Повсюду продавались бюсты Наполеона. Гёте скупал их, не зная удержу. Тик также покупал их, Жан Поль любил их дарить, братья Шлегели повсюду возили их с собой. Однако после сражений под Йеной и Ауэрштедтом 1806 года настроение начинает меняться. Наполеон, оккупировавший почти все германские территории и наряду с модернизацией принесший новое угнетение, не утратил в глазах современников своей репутации гения, оставался воплощением мирового духа.

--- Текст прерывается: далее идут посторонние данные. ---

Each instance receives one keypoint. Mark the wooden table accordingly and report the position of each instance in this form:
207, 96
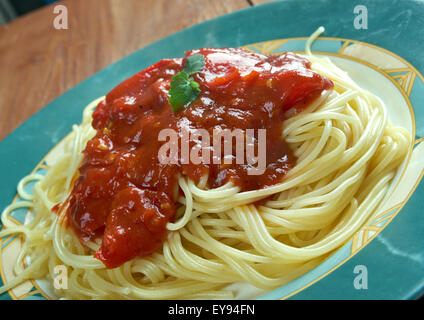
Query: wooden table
38, 63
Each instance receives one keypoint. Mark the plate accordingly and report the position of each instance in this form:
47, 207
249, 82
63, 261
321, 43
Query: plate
388, 252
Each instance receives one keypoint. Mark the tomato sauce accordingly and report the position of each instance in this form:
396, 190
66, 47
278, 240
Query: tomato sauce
125, 196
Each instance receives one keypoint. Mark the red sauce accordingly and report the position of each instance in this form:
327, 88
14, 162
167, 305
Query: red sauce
125, 195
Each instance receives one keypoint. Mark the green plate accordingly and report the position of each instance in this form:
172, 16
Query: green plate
385, 58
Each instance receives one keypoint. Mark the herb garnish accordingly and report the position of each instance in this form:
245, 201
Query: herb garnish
184, 90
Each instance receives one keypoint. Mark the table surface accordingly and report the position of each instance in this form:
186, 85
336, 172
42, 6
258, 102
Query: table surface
38, 63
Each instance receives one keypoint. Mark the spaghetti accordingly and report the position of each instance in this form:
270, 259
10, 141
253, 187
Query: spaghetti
346, 157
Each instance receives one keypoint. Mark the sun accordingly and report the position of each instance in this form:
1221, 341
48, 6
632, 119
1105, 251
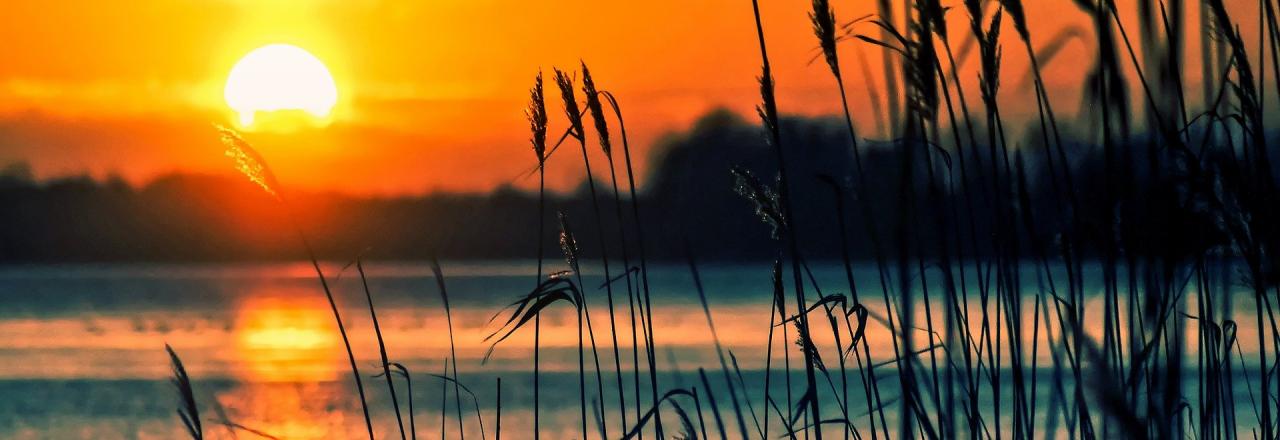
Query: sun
279, 77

Однако теперь уже считалось, что в нем и через него действует злой, демонический дух — антидух, сила ада, падшая природа, смесь Прометея и Мефистофеля.

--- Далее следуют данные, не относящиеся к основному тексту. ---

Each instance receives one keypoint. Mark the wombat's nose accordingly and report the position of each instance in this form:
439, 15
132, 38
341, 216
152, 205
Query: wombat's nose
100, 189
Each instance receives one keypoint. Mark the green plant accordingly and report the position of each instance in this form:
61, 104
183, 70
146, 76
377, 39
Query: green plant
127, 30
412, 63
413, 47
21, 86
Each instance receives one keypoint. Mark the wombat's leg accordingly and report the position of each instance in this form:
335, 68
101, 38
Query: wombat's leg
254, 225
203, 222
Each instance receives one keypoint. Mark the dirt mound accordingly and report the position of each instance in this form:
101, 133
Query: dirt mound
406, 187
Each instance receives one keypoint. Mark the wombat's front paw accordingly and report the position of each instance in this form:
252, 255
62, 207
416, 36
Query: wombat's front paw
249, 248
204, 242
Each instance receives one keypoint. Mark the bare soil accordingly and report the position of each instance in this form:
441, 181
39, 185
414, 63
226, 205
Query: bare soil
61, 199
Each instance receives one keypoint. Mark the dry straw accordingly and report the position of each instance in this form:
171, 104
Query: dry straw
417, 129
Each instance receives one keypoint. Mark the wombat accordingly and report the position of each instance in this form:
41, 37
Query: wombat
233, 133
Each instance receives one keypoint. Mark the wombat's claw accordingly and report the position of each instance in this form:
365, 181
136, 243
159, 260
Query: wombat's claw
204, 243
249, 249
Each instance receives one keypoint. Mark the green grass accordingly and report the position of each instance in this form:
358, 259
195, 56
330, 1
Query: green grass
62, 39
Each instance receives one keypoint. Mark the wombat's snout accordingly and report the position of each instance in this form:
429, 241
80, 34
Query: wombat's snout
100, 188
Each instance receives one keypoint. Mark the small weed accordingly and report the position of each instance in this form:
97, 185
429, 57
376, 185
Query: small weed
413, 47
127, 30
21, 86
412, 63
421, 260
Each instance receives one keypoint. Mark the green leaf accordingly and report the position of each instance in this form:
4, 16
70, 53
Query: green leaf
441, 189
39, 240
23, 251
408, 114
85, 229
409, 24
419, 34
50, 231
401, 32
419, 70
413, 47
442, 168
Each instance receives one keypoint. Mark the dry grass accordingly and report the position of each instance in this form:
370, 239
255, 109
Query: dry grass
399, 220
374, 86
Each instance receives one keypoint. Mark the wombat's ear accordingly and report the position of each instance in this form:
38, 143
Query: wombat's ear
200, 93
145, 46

Мало кого ненавидели столь страстно, как этого Наполеона. Все идейные направления выработали свою собственную ненависть к Наполеону: одни ненавидели в нем деспота, другие — революционера, третьи — предателя революции. В нем ненавидели ярость рационализма, для которого не существует священной привязанности, дух беспринципного, циничного стремления к власти. В нем ненавидели воплощение безграничного, безудержного эгоизма, а также — и не в последнюю очередь — национального врага немцев. Величие Наполеона (Гёте сказал о нем: «Этот человек слишком велик для вас») придавало этой ненависти некое возвышенное, историко-философское звучание: и Бог, и история сделали его своим орудием — вершителем Страшного суда и суда человечества. «Природа, которая его сотворила и заставила действовать столь страшным образом, — писал в 1806 году Арндт, — должно быть, немало потрудилась». «Необходимым разрушителем», несущим «Евангелие смерти», назвал Наполеона Адам Мюллер [45] . Сквозь слова ненависти отчетливо проступает восхищение этим «отъявленным отпрыском Прометея». Особенно явственным становится это, если спроецировать на Наполеона старинное понятие. «В гении, — формулирует Кант, — природа устанавливает правило». По Шеллингу, в гении выражается та «потенция», при наличии которой «по милости природы бессознательная деятельность через сознательную достигает полной идентичности с ней». В Наполеоне бессознательное гения становится бездонным, таким образом, гений, как и вообще понятие природы, затемняется. Движение «Бури и натиска», противопоставляя могущество природы безмерному разуму, спекулировало на светлых руссоистских сторонах природы. Теперь же природа показывает, что она подобна двуликому Янусу: одним лицом она улыбается, тогда как с другого смотрит голова Медузы. Наполеон — разрушительная природа, еще сохраняющая величие и в разрушении: это «вулкан», «гром и молния», и неудивительно, что не удается обуздать его. «Демон, — пишет Гофман в «Молочнике с Эльбы в Париже», — вырвался из круга, в который удалось наконец его заключить, и тем самым известил от железных ворот своего мрачного, ужасного царства, что духи преисподней очнулись и протянули свои кровавые когти ко всему истинному, правому, святому!»
45
Мюллер Адам Генрих (1779–1829), немецкий публицист на службе у К. Меттерниха; боролся с влиянием революционных идей XVIII века в Германии.